Fig.10-1 Activity with computational science and technology by CCSE
Computational simulation is indispensable for analyzing the complex problems created by the accident at the Fukushima Daiichi Nuclear Power Station of Tokyo Electric Power Company, Incorporated, such as environmental dynamics of radioactive materials, volume reduction of polluted soil, and severe accident analysis. For example, to understand the kinds and forms of radioactive materials released by severe accidents, simulating the total system, ranging from atom-scale behavior involving impurities in nuclear fuel to wide-area environmental dynamics, is necessary. Since such simulations require large amounts of memory and computing time due to their complexity, employing supercomputers is necessary. The simulation technology for analyzing complex phenomena is the common foundation of nuclear research and development as well as severe accident analysis.
At the Center for Computational Science & e-Systems (CCSE), we were developing the technology needed for highly accurate analysis of the physio-chemical phenomena that underlie the abovementioned complex phenomena and applying it to nuclear fuel and structure analysis. At present, we have expanded the established technology base by incorporating experimental results and observations and are tackling new problems related to the analysis of complex phenomena (Fig.10-1).
To understand why radioactive cesium (Cs) is adsorbed so strongly by clay minerals in soil, we solved a part of the adsorption mechanism by comparing the results of an atomistic simulation with those of observations and experiments (Chapter 1, Topic 1-7). This achievement through the use of computational science contributes to Fukushima reconstruction and revitalization.

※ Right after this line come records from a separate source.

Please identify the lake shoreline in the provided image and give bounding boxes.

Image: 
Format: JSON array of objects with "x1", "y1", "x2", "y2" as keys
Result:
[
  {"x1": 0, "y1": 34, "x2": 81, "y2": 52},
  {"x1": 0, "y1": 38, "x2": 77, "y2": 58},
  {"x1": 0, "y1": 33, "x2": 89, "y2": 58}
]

Other top research achievements include the following contents.
(1) Demonstration that hydrogen in low-temperature iron impedes the movement of defects (dislocations) related to the deformation of reactor materials (Topic 10-1).
(2) Systematic examination of the tolerance of a superconductor to its impurities using a supercomputer (Topic 10-2).
(3) Development of technology to improve numerical analysis by enabling interactive visualization between remote supercomputers and a local personal computer (Topic 10-3).
(4) Progress in technology to analyze the behavior of the total structure of a nuclear facility against earthquakes on the basis of the modeling of the many parts forming the facility and the joints between them (Topic 10-4).
CCSE continues to promote research and development of computational science and to domestically and internationally disseminate its results.